Our choices may be optimally timed, morally righteous and/or inherently wise. But their direction and sustainability are a product of the flexibility we have at the time.

Our family tree develops its height and shape due in a large part, to the flexibility our forefathers and mothers thought they had. There is perceived flexibility and reality flexibility. And not always great alignment between them. To elaborate, some of our forebears may have emigrated to new lands expecting a better life, simply because they perceived the flexibility they would have there to be almost infinite.

Where perceived flexibility greatly exceeds reality flexibility, we take risks. Where our perceived flexibility is significantly less than reality flexibility, we squander chances. Clearly we have to act too. But our effectiveness in acting is often due to flexibility we have, or think we have.

There are at least two things to improve, to enable our lives (and our family tree) to flourish. The first is to grow & maintain our flexibility per se (grow and keep our options open). The second is to keep trying to close the gap between our perceived and reality flexibility.

One tool to close that gap is flexibility itself. What’s a simple example? If we become more flexible on what we value (become less materialistic and more ambitious but for different things), our perceived flexibility can reduce to match reality flexibility. We then take jobs that involve fewer compromises and probably less stress. We live with less credit card debt. We seek less punishing avenues of stress relief – less gambling, binge drinking and sugar consumption. We sleep better and feel fitter, with fewer sporting injuries. In some cases, lowering the perceived flexibility can itself improve reality flexibility.

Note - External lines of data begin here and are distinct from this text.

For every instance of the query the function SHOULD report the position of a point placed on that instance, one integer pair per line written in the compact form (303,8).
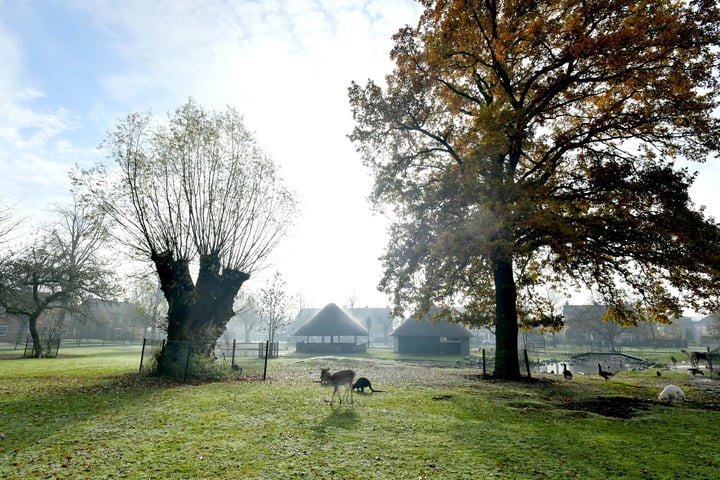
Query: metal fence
(243,360)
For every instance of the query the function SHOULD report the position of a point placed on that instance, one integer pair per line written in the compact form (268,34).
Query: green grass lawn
(88,414)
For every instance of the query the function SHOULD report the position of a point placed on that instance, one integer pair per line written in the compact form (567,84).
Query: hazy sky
(70,69)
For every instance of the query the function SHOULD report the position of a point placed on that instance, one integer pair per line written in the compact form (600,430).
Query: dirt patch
(616,407)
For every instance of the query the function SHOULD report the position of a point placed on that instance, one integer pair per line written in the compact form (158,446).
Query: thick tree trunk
(37,344)
(213,308)
(507,363)
(197,313)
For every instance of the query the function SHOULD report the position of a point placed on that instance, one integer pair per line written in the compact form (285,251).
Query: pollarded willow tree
(199,199)
(521,143)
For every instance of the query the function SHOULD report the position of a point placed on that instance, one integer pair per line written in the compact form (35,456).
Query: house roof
(331,321)
(425,328)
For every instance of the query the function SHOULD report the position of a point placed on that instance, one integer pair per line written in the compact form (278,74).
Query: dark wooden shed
(434,338)
(331,330)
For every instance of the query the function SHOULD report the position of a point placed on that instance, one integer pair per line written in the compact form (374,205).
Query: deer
(337,379)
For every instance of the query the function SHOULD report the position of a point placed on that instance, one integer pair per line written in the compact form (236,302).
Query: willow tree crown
(197,186)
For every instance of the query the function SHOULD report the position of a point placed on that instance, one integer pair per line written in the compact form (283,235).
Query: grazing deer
(337,379)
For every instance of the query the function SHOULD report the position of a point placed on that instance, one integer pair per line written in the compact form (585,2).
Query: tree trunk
(37,344)
(507,363)
(197,313)
(213,307)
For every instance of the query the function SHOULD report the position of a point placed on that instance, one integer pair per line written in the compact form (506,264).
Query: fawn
(337,379)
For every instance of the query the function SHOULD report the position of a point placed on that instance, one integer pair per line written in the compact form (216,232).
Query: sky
(69,70)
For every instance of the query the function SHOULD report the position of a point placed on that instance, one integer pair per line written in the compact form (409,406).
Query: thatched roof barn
(335,325)
(428,337)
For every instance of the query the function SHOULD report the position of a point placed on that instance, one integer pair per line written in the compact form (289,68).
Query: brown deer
(337,379)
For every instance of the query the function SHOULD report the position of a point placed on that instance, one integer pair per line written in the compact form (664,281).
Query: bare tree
(59,271)
(195,194)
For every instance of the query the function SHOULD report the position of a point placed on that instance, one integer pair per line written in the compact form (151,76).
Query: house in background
(433,338)
(331,330)
(378,321)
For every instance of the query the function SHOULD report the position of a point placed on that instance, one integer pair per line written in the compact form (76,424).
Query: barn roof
(425,328)
(331,321)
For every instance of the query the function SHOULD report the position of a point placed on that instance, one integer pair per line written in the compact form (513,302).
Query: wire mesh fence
(241,360)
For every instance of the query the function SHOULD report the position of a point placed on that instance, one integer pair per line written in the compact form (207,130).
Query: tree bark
(37,343)
(197,312)
(507,363)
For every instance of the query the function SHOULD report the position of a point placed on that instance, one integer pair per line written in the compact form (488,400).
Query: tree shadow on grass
(59,404)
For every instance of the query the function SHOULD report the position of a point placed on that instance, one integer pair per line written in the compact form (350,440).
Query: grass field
(89,414)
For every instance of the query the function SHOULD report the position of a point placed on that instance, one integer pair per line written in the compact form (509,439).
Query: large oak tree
(521,142)
(202,201)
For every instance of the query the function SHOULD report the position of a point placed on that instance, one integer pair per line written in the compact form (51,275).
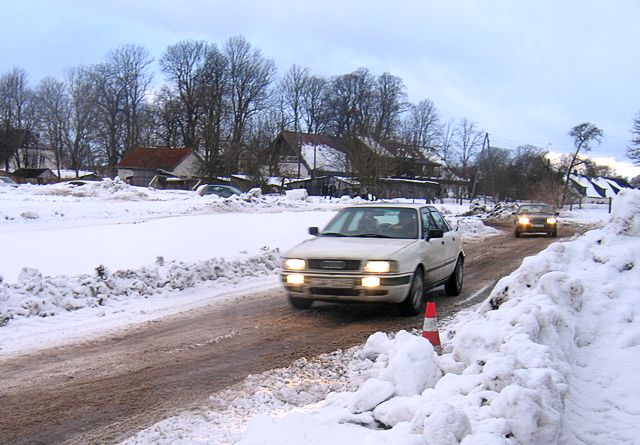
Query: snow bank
(553,347)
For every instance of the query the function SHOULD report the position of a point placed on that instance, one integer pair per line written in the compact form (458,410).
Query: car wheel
(300,303)
(413,302)
(453,286)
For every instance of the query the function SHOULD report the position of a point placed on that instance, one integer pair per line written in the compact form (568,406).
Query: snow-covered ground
(551,357)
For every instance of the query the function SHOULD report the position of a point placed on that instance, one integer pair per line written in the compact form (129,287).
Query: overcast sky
(525,72)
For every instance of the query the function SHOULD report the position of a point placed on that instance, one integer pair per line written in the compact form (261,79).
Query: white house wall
(188,168)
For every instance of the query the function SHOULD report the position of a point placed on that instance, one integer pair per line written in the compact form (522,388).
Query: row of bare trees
(227,102)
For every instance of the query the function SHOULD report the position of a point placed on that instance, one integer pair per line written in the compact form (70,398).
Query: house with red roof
(141,165)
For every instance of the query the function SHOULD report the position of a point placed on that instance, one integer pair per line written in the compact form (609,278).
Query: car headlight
(371,281)
(295,264)
(379,266)
(295,278)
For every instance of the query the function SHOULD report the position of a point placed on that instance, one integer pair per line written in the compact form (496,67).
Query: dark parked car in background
(224,191)
(5,180)
(536,218)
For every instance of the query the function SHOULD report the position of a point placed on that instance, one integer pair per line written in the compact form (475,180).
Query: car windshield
(374,222)
(540,208)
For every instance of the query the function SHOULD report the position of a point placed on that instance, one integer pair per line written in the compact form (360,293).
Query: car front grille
(334,264)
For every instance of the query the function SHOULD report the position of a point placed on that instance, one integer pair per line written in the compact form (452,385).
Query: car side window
(440,223)
(427,221)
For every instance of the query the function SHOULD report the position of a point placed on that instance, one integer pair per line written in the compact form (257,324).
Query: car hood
(349,248)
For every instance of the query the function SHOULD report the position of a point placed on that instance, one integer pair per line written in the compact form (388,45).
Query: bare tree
(17,114)
(467,143)
(314,106)
(215,89)
(131,68)
(350,97)
(182,63)
(293,88)
(421,128)
(250,76)
(633,150)
(83,116)
(390,103)
(108,98)
(583,135)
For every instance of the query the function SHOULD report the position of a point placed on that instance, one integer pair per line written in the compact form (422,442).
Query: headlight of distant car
(295,264)
(380,266)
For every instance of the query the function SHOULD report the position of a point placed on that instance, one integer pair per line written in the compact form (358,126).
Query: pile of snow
(35,295)
(502,211)
(473,229)
(553,347)
(114,199)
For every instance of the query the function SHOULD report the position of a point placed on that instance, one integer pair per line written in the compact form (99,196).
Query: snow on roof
(378,149)
(610,187)
(323,157)
(71,174)
(583,181)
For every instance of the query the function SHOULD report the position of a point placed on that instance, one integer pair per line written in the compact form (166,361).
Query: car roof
(394,205)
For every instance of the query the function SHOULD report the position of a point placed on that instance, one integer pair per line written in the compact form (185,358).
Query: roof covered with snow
(156,158)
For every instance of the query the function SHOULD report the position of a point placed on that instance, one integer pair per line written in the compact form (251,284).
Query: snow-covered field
(551,357)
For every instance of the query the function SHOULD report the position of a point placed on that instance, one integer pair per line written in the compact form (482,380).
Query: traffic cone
(430,327)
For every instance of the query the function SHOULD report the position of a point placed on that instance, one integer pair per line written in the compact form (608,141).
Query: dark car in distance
(224,191)
(536,218)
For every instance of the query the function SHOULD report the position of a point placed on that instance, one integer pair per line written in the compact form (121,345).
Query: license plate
(341,283)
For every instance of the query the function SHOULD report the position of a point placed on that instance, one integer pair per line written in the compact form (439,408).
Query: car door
(451,242)
(435,257)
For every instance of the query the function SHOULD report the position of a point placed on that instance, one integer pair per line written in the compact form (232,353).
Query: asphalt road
(104,390)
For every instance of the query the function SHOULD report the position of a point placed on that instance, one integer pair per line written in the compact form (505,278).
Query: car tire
(453,286)
(414,300)
(299,303)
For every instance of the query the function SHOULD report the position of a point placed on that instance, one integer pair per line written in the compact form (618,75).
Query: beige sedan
(386,253)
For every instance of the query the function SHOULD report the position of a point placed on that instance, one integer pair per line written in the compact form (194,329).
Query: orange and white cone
(430,327)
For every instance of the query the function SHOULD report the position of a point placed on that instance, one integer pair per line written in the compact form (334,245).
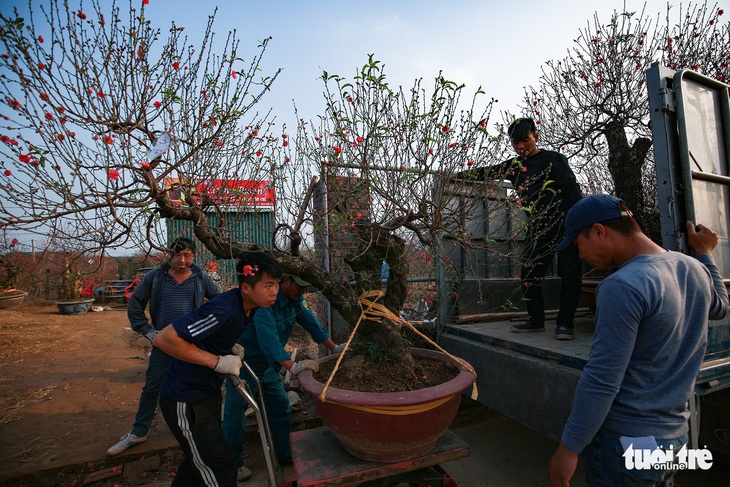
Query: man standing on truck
(546,185)
(649,342)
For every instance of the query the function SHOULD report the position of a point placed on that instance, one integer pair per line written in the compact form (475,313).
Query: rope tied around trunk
(374,311)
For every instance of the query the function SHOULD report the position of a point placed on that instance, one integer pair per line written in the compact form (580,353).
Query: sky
(498,45)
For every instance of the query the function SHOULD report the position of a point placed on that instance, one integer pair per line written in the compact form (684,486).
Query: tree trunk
(625,163)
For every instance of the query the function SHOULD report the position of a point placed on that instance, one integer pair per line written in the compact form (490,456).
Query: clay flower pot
(74,307)
(389,427)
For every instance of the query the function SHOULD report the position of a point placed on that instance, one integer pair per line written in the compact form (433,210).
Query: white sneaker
(243,474)
(126,441)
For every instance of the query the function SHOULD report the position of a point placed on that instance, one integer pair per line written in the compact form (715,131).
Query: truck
(531,378)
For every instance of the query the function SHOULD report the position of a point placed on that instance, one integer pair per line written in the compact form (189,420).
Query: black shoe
(528,327)
(563,332)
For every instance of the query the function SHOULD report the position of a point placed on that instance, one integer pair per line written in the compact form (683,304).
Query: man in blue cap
(649,342)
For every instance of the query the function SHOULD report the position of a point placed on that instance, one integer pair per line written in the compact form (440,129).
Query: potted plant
(70,300)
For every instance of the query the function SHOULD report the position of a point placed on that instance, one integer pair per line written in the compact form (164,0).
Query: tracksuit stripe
(201,326)
(182,421)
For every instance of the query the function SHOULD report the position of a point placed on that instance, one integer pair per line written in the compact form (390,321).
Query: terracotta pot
(389,427)
(74,307)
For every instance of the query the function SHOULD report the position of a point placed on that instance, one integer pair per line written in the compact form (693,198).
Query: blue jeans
(278,411)
(153,379)
(605,466)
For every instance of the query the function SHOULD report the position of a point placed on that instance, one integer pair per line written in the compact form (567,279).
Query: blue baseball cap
(592,209)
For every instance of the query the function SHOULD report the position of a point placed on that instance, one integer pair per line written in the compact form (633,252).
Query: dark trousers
(197,428)
(539,255)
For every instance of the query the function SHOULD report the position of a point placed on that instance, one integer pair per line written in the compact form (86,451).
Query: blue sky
(498,45)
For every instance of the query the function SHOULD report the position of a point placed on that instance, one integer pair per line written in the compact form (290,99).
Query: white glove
(304,365)
(228,364)
(150,335)
(237,350)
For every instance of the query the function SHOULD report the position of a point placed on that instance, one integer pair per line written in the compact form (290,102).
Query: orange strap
(375,311)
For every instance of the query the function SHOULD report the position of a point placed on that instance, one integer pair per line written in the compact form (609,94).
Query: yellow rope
(375,311)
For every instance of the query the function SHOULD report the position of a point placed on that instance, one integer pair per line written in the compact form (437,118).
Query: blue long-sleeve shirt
(650,340)
(264,341)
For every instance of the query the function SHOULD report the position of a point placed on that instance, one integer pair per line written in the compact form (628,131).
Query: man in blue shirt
(265,354)
(203,344)
(650,340)
(173,289)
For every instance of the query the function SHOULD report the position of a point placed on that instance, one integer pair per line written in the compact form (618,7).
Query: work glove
(228,364)
(304,365)
(237,350)
(151,334)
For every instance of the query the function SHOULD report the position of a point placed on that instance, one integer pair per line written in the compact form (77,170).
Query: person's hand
(150,335)
(237,349)
(700,238)
(228,364)
(562,466)
(304,365)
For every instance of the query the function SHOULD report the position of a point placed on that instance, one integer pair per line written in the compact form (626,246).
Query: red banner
(223,192)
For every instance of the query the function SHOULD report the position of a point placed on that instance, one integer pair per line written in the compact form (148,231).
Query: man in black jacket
(546,186)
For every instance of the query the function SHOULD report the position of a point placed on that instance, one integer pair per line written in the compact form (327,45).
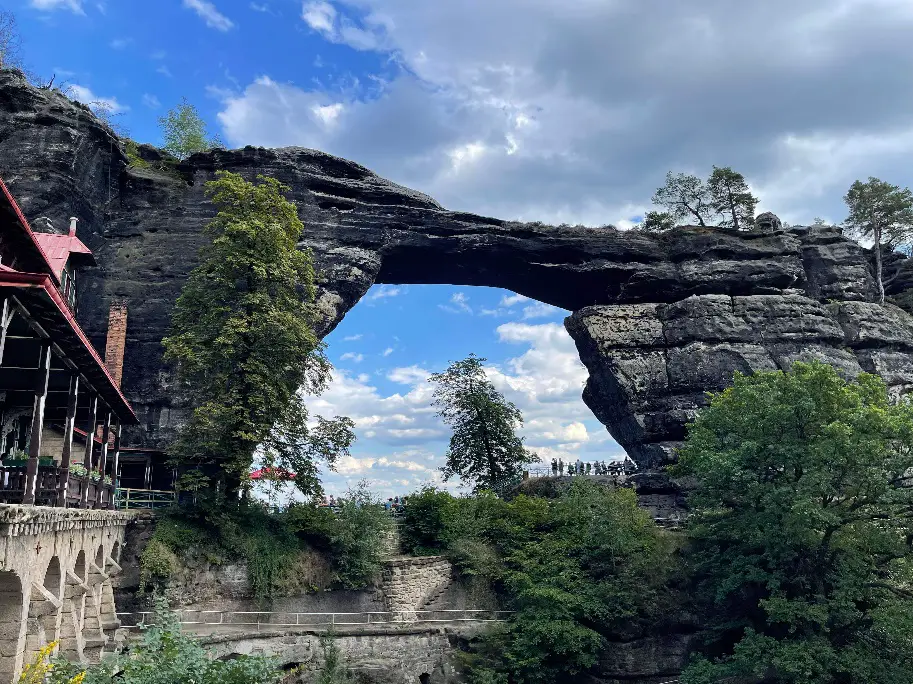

For some people the reverse is also true. By daring to dream and not settling for second best, they inspire those around them to lift their game, benefiting everyone. A low perceived flexibility can lead to self harm, anger issues, mental health problems, or turning to a life of crime. Beliefs become fatalistic and self fulfilling. Instead be realistic and recognise the value of real options ahead of time. Keep asking what are the things that open doors and keep on opening doors?

In summary, flexibility is like the sunlight and fertiliser for your life and your family tree both.